Good teaching can't be quantified, it is cumulatively observed, in truth, by supervisors, colleagues and students and, in line with Pink's ideas, by the teacher himself.  The community, in its collective response to an educator, says how good an educator is.  

What bothers me about Pink's point here is that it seems to be so incongruent with the rest of his position on motivation.  Doesn't he advocate for not using classical conditioning (reward and punishment)?  Wouldn't making it easier to be gotten rid of enhance negative performance and return to the short-sighted view of motivation that he's so against? 

Also, I love Daniel Pink's ideas, the way he presents them, etc, I've known about the benefits and truth of intrinsic motivation since I was in college 15 years ago.  In fact, an understanding of intrinsic motivation is a large part of what made me want to be a teacher.  What disappoints me so much is that Daniel Pink says anything positive about Michele Rhee when he must've heard how teachers despise her tactics.  How can anyone have a true sense of autonomy when they believe they can be fired randomly at any point for any or no reason (which is what Rhee was notorious for regarding both educators and administrators).  

Anyway, I think Pink is great and he's just what the world needs but I hope he reads this and really considers how wrong he is about this point.  Getting rid of underperformers first begs the definition of what performance is and, I thought, he was advocating for a paradigm shift which involves a redefinition of what performance is--also, isn't it true that, if teachers are working under the classical motivation model, that their performance isn't accurate to begin with?

Actually, I think that Pink's motivation 2.0 is really in support of tenure, not in opposition to it.  

Friday, December 21, 2012

This is a nightmare

For parents; and the poor parents of those children.

But gun owners are still living their dream.


Thursday, December 20, 2012

It's messed up to think

That the people who are worried about losing their guns have more power than the people who are worried about losing their kids.  There are people who don't have their children anymore while others still have their guns.

Tuesday, December 18, 2012

What's wrong with us

We have a collective form of Post Traumatic Stress disorder.  As a country, we do.  Schools all over are re-evaluating their security plans and practicing drills to deal with intruders.  This is a fear response.  The drill will not protect us.

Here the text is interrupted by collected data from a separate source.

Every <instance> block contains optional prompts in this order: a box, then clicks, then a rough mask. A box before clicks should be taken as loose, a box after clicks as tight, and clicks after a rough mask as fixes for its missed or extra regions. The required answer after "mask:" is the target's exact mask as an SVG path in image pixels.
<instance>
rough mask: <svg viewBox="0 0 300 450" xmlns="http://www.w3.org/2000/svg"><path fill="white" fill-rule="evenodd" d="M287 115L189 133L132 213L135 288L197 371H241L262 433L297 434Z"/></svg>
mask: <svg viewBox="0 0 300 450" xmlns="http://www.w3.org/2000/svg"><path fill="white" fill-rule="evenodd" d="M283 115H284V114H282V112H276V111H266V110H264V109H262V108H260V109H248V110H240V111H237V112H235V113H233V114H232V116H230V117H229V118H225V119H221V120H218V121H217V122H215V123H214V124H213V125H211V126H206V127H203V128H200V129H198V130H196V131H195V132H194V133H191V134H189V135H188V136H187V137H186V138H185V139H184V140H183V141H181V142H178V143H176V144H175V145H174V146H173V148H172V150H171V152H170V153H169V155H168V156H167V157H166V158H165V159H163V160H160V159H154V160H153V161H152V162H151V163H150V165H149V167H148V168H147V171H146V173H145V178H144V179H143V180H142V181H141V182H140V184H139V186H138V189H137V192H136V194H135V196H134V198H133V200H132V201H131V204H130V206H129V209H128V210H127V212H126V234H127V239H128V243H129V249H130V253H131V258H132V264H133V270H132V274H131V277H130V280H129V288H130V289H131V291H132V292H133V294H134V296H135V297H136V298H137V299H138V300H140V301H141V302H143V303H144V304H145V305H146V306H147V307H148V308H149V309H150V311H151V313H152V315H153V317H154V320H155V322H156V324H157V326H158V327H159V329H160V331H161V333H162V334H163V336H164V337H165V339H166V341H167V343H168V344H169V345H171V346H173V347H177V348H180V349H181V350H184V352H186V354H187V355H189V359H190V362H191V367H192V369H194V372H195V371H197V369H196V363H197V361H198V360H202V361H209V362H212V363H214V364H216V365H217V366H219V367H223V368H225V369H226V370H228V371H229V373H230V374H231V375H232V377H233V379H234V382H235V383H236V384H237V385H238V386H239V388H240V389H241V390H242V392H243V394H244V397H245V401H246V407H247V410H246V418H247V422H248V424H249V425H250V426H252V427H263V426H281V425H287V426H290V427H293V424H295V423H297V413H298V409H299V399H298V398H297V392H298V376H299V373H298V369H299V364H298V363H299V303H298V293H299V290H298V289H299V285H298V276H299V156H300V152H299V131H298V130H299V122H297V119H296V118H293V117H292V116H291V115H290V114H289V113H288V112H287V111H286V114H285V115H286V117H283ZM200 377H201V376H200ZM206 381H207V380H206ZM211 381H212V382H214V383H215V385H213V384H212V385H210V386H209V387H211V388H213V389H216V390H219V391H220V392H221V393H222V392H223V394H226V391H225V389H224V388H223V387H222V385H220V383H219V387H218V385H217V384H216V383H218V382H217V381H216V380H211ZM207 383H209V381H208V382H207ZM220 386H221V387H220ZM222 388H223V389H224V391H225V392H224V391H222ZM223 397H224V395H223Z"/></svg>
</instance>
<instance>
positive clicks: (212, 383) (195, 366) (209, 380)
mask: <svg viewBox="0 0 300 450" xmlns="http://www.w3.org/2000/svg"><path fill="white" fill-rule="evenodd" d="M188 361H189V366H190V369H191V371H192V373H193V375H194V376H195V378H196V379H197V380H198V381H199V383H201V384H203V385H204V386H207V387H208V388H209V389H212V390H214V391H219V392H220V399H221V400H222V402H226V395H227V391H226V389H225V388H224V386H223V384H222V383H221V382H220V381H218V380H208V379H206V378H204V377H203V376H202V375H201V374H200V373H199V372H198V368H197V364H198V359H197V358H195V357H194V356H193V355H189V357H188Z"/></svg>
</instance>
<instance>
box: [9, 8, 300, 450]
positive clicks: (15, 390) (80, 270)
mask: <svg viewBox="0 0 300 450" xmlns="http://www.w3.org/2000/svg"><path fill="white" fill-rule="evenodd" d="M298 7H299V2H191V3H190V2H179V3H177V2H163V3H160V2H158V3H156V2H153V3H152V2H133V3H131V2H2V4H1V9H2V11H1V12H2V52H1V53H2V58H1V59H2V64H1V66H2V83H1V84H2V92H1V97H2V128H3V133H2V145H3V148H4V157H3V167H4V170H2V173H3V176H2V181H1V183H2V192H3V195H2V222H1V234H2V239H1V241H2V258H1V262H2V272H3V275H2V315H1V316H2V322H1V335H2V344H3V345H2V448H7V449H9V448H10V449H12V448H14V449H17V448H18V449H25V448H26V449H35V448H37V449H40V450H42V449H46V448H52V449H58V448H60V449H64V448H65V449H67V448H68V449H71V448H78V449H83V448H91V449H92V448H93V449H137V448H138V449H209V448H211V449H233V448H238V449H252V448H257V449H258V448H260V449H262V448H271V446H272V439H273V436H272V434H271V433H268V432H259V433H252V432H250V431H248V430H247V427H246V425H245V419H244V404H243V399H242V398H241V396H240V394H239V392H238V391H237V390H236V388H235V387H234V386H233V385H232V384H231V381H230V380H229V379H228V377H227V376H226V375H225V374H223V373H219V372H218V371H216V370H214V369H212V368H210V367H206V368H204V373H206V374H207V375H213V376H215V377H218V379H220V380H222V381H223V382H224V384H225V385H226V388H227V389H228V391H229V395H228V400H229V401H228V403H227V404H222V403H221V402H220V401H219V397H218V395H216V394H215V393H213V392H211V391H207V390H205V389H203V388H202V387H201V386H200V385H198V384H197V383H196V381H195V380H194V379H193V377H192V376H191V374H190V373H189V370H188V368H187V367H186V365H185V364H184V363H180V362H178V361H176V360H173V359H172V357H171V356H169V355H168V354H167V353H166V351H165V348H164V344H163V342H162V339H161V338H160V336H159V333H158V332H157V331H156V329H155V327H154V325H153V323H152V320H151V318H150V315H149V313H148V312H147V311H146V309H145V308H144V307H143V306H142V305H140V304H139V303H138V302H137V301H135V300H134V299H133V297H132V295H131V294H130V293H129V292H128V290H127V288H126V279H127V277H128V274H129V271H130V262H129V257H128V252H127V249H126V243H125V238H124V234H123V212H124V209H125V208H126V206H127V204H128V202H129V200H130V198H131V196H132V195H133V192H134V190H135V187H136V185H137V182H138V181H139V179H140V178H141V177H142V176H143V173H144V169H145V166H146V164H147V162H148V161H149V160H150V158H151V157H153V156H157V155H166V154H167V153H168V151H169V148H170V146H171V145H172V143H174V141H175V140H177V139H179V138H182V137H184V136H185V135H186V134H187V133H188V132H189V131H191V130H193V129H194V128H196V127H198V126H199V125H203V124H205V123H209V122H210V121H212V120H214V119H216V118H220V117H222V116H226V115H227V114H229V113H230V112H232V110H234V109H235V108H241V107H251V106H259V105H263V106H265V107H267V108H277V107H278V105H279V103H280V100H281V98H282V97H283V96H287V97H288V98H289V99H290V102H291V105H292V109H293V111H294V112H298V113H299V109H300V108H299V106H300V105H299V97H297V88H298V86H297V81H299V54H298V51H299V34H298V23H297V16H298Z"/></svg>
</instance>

People who have PTSD are responding to regular circumstances as if they were emergencies.  This sounds like us.  We did it after 9-11 with all of the beefed up security at airports, schools, college campuses, public buildings, etc.  But that kind of measure doesn't address the problem. The likelihood that this terrible tragedy, that any of these terrible tragedies will happen to you or someone close to you is a low likelihood; this is true.  I am not unequivocally and unwaveringly advocating for the complete repeal of the second amendment because I'm afraid for myself and those I love; I don't want this to keep happening to anyone.  If you can't get any kind of gun, this can't happen, it's that simple.

There are people without their kids while there are people who still have their guns.

Bloomberg Lead the way!

As an NYCDOE teacher and a citizen of NYC for the entirety of Mike's dictatorial condescension on my great city, I have to say that on at least one issue, his non-democratic I'm-right-your-wrong approach (and his heart and his mind) are in the right place.

I say this unequivocally and unambiguously without criticism of any of Mike's past mishaps as a leader.  Tabula Rasa; the slate's clear.  He's done a lot of anti-teacher things in his mayorship, now's the chance to go out with a bang in a way that blows up the pro-gun ideology's poison of our safety.

A direct message to Michael Bloomberg:  take your anti-gun platform all the way; shove it so far and so hard that we eradicate guns.  Be an abolitionist!  You said Obama should make this his number one priority; I agree, and so should you.  Put everything else down and pick this up.  Make the pro-gun people hate you.